Right-Sized Risk Mitigation

I’ve spent a lot of time in power plants and have seen many odd equipment arrangements (I’m trying to be nice). One of these equipment arrangements had a throttle valve located off the edge of a platform in a forest of piping that, fortunately, only required adjustments during off-normal plant conditions. The area was so cluttered that access was only possible from the platform. It was very loud in the room, requiring double hearing protection, due to several large pumps and the small size of the room. The entire area was extremely dirty, requiring personnel to wear coveralls and face masks with air filters. The area was not air-conditioned either, and this being a power plant, it was hot! To reach the valve, operators had to move through a jungle of piping on the platform, lie down on their stomachs near to the edge, and shimmy through dirt and grime to reach the edge of the platform at the nearest location to the valve. This was all done while traversing in a fall protection harness! The conditions were miserable for the operators.


One day an operator turned the valve wheel in the wrong direction. Unfortunately, there was no easy way to alert the operator to their error because of the noise.

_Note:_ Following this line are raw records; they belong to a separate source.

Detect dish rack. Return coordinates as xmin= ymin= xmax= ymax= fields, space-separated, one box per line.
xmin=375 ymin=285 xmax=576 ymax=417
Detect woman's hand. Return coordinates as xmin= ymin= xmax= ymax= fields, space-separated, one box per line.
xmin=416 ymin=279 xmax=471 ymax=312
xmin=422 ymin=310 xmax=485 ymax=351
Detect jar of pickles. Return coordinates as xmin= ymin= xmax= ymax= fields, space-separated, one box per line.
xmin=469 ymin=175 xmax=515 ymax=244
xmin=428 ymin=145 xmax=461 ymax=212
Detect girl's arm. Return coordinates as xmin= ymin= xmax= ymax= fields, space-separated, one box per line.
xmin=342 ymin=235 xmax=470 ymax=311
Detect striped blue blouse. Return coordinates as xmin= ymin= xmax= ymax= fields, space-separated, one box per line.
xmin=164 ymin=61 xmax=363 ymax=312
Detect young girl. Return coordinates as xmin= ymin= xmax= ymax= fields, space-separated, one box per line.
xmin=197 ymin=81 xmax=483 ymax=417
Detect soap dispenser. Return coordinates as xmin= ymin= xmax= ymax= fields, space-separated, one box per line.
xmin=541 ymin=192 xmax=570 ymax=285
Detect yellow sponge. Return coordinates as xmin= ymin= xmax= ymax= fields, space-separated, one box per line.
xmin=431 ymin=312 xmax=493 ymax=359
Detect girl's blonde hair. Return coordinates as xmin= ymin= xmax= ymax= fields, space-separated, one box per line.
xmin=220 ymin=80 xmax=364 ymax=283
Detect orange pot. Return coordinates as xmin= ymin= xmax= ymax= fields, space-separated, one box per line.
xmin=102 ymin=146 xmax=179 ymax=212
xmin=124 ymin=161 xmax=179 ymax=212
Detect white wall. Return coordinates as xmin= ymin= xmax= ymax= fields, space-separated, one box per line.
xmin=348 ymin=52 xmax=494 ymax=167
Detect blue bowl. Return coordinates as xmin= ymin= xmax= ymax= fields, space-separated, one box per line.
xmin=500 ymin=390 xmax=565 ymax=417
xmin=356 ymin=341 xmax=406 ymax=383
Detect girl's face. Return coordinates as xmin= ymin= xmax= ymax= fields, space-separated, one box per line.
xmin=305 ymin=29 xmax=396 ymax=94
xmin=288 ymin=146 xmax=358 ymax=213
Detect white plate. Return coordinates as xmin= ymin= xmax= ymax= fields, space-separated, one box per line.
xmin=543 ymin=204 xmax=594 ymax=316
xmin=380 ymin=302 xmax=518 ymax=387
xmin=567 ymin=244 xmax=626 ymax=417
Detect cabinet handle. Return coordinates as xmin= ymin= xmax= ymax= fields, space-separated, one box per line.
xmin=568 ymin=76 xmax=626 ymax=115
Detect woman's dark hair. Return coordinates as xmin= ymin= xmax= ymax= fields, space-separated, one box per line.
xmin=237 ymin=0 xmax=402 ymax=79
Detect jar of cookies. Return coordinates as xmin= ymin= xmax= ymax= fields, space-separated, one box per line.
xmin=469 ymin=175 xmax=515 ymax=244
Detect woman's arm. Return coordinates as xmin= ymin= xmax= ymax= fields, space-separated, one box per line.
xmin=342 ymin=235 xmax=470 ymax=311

The response time to fix the error was slow and got management’s attention. In response to the error, a step-by-step, continuous use procedure was written and a peer-check was now required. The procedure provided the operators guidance for identifying the valve, unlocking, operating, and applying the appropriate tags, as necessary. The procedure also provided the guidance of how many turns and in what direction to rotate the valve wheel for the amount of throttling that could be required.

mis-operations began to pile up


The operators (plural because of the peer checker), upon reaching the valve, were covered in filth, drenched in sweat, and usually a little perturbed, would begin following the procedure for each step of the process. The mis-operations began to pile up. After several more mistakes, operators began to be disciplined. Initially, operators were required to go to training for procedure adherence and valve operation. After that, they were given several days off without pay. Many of the operators were given time off with only one mis-operation of the valve. Eventually, the plant manager threatened to fire the next operator to get the valve operation wrong. All of this surprised me as it seemed like such a common error should be evaluated for a common cause rather than disciplining the operators!

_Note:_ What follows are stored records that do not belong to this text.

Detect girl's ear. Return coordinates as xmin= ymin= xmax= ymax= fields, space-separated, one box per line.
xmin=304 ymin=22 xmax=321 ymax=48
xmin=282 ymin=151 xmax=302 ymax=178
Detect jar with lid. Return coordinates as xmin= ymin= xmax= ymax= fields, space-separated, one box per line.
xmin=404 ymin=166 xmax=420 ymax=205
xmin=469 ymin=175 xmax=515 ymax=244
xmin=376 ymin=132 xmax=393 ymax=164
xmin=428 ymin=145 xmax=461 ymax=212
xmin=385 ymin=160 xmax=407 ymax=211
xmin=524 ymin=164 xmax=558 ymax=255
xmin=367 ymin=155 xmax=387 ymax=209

On the same day as the firing threat, one of the most senior operators turned the valve in the wrong direction!


The operation’s shift lead took control before any further discipline could be administered. Probably before anyone in management had been alerted to the problem. The shift lead rebriefed the operator, who had just made the error, took the procedure away, and sent them, by themselves, to fix the valve’s position.


Voila! The operator adjusted the valve perfectly. Once the whole story of the day’s events came out, a root cause evaluation team was assembled to determine what the real issues were. Why had the operator who had just made the error with all of the risk mitigating tools made an error but once all of the tools were taken away, been able to operate the valve correctly?

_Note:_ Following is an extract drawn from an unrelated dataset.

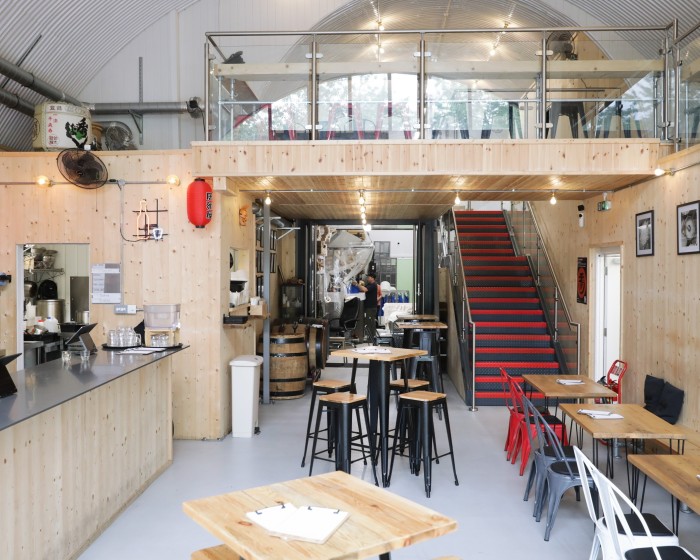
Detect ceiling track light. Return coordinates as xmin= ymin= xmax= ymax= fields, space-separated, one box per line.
xmin=34 ymin=175 xmax=53 ymax=187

The underlying problem that we identified was that the operators were overwhelmed with too many distractions from the environment, interruptions during the task, and additional pressures from employment threats. Our procedural efforts to mitigate the risk of misoperation had actually removed a layer of protection by adding too many distractions to the operator. This negatively contributed to an already error-likely situation by making the operators question their own judgement by trying to recall if the procedure meant to turn the valve wheel to them or to the valve (to close the valve from the operator’s perspective, the wheel should be rotated counter-clockwise) rather than using their knowledge to properly operate the valve.

What this means to the organization

One of my common experiences, no matter the industry, is the failure of an organization to identify the level of risk mitigation required for an activity. Many times, the wrong risk level is incorporated into the writing of a procedure. Events like the mis-operation of the backward, upside-down valve can be prevented by identifying the level of risk and the human factors involved for the activity. This valve did not have major consequences associated with its mis-operation (minimum impact from error, thus low risk). It was in a horrible area that was not amenable to paper procedures or peer checks. Requiring a continuous-use procedure with a peer-check was the opposite of what was needed. A laminated checklist or just a pre-job brief would have been acceptable. In this instance, it was the failure of the organization to recognize the consequence of an error and make the correct changes prior to so many events occurring. Unfortunately, this wasn’t the case and much angst was created by the mismanagement of the problem.

Meet the author:  Dave Cates

Meet the author:  Dave Cates


Procedures can be extremely powerful tools. They can help us safely operate almost anything on the planet; from airplanes to nuclear reactors to locking doors at the close of business. Do we really need to use the same step-by-step, circle-slash, peer-checked, independent verification procedure for each of those tasks? Some tasks are complex or have very bad consequences if an error occurs. Those tasks require step-by-step guidance with a strict use of human performance tools. On the other hand, other tasks are simple and have very low consequences of failure. These tasks can utilize simple, less specific procedures or even a short checklist. Trust me, if these operators would have had a checklist, they would have thanked you!